Can we just sell the Post Office already?
On Wednesday, the United States Senate narrowly avoided a two-year ban on the closing of post offices, which prompted me to ask: do you guys still live in the 1950s?
In a world of Gmail, Twitter, Facebook, cloud services, Google Drive, Dropbox, 3D printing, UPS, DHL, and who knows what else, I have to ask: who still uses the postal service any more?
There are only a few people with which I still get mail from through the USPS. The first are direct mail types, and nobody reads those sort of things. (This is the way your trash can goes “OM NOM NOM.”) The second are my parents and grandparents, so, in other words, old people.
The thing is, as I said, nobody is reading the former, and the latter are getting fewer and fewer. Meanwhile, the postal service is hemmorraghing money; the Cato Institute’s Downsizing Government project notes that it lost $20 billion between 2007 and 2010, and it hasn’t done any better since then. The thing is, we taxpayers are being forced to foot the bill. A bill for something that these days, an increasingly small portion of the populace actually wants. And, at the same time there’s decreasing demand for its services, its costs have continued to go up as it struggles to deal with employee pensions. Not a good situation to be in.

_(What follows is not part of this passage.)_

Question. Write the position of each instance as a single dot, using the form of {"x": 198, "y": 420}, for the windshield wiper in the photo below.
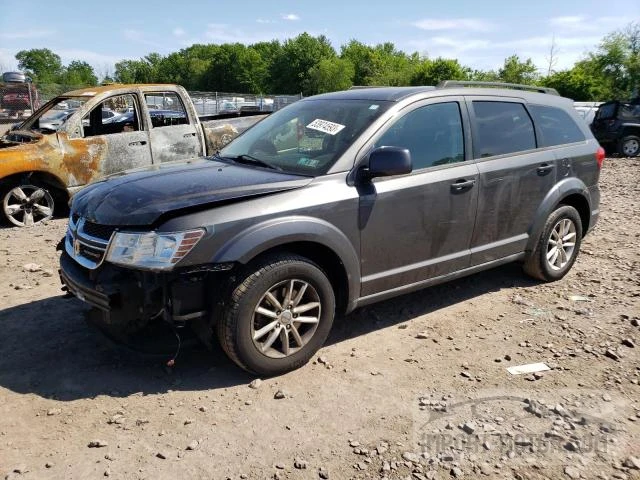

Here’s a better idea: let’s just privatize the post office. And by privatize it, I don’t mean sell it to one major corporation, but let’s privatize the entire industry. Allow competing mail delivery services in the market. Ensure that there are no more monopolies on first-class mail within the United States.
What will happen? First, postage costs will likely come down—which have been inching up continually for years. Second, you’ll likely see innovation in the market as people try out new things (or resurrect old ones, like ECOM.) And third, which is perhaps the most important: Congress will finally stop having a reason to dither by naming post offices.
It is entirely appropriate to ask “Who will be hurt?” by this, but I can’t imagine anyone would be. You may say seniors, but think about it: they have a great deal of the wealth in this country, certainly more than the young. Someone is going to take a crack at getting a slice of that pie, and that means catering to those seniors for what they want.
If you need any more reasons for why this is such a good idea, just like Chris Edwards of the Cato Institute, who wrote back in 2009:
Reforms in other countries show that there is no good reason for the current mail monopoly. Since 1998, New Zealand’s postal market has been open to private competition, with the result that postage rates have fallen and labor productivity at New Zealand Post has risen. Germany’s Deutsche Post was partly privatized in 2000, and the company has improved productivity and expanded into new businesses. Postal services have also been privatized or opened to competition in Belgium, Britain, Denmark, Finland, the Netherlands, and Sweden. Japan is moving ahead with postal service privatization, and the European Union is planning to open postal services to competition in all its 27 member nations.
SWEDEN?!? Fricking Sweden is more American than the United States of America? Whoo boy, we may need to reevaluate our lives right here, if we’re being out-Americanized by that socialist pink-commie land over in Scandinavia.